More Sprinkle Treats to Try:
- Cookie Sheets
- 2 cups all-purpose flour (250 grams) AKA plain flour, spooned & leveled
- ¼ cup cornstarch (30 grams) AKA cornflour
- 1 teaspoon cream of tartar
- ½ teaspoon baking powder
- ½ teaspoon baking soda
- ¼ teaspoon salt
- ¾ cup unsalted butter (168 grams) softened to room temperature
- 1 cup sugar (200 grams)
- 1 teaspoon vanilla
- ½ teaspoon almond extract
- 1 large egg room temperature
- ½ cup sprinkles do not use nonpareils (the little round balls)
- Preheat the oven to 350F (180C) degrees. Line cookie sheets with baking paper or silicone baking mats.
- In a large bowl whisk together the flour, cornstarch, cream of tartar, baking powder, baking soda and salt. Set aside.
- In a large bowl beat together the butter and sugar until light and fluffy.
- Add in the vanilla extract, almond extract and egg and continue beating until well combined.

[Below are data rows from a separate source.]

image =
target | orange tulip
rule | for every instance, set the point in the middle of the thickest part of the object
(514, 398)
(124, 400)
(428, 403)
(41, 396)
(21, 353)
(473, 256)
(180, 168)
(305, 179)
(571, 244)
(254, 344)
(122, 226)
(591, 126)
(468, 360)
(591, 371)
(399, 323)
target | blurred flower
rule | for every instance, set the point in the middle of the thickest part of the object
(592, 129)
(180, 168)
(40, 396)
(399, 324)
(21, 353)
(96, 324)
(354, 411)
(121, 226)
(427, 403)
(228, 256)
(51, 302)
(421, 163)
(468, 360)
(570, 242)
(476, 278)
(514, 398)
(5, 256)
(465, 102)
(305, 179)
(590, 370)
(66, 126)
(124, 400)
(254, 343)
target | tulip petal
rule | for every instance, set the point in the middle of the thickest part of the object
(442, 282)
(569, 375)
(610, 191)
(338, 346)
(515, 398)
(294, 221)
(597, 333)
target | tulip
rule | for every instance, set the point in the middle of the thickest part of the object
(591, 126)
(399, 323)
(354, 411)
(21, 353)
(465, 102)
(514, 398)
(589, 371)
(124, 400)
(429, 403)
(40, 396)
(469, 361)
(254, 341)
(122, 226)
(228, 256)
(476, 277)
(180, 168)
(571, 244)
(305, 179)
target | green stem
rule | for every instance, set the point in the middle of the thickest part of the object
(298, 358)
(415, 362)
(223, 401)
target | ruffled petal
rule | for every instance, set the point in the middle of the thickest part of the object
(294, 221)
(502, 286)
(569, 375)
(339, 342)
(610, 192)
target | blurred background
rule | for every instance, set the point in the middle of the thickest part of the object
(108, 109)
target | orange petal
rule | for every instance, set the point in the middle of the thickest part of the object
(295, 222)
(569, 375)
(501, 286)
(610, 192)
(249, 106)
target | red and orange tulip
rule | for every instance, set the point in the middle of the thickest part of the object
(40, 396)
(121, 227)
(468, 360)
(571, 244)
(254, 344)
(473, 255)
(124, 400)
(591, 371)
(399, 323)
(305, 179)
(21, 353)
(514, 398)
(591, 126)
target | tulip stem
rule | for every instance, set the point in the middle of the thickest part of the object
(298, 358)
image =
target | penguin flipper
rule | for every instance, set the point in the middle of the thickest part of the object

- Turn off the mixer. Sift in the dry ingredients into the butter mixture. Starting with the mixer on a low speed, beat in the dry ingredients
- Turn off the mixer and gently stir in the sprinkles using a rubber spatula.
- Form the dough into balls with about 1 to 1.5 tablespoons in size. If the dough is sticking to your fingers, place it in the fridge for at least 30 minutes.
- Place dough balls 2 inches apart on a lined cookie sheet.
- Bake 1 sheet at a time in the preheated oven for 9-11 minutes or until the tops of the cookies look just set. Optionally, place a few sprinkles on top of each cookies. Allow to cool for at least 10 minutes on the baking sheet before transferring to a wire rack to continue cooling.
- Cream of Tartar: This ingredient is key for developing that classic melt-in-your mouth flavor. The cookies will still turn out if you omit it, but the texture won't be quite the same.
- Sprinkles: I recommend using jimmies - which are the sprinkles that look like little cylinders. Nonpareils, AKA 100s of 1000s, - which look like little round balls - tend to bleed color all throughout the dough.
- Make Ahead & Freezing Tips: You can cover the bowl with plastic and refrigerate for up to 24 hours. Then make the dough balls and bake as directed. Cookie dough balls can be placed in a freezer bag and frozen for up to 2 months. Bake from frozen, as directed in the recipe. They'll need about 1-2 minutes longer.
- Storage: Store cookies in an airtight container at room temperature for up to 5 days.
- Nutrition: Details provided are an estimate only and based on 1 cookie, assuming the recipe yields 28 equal-sized cookies.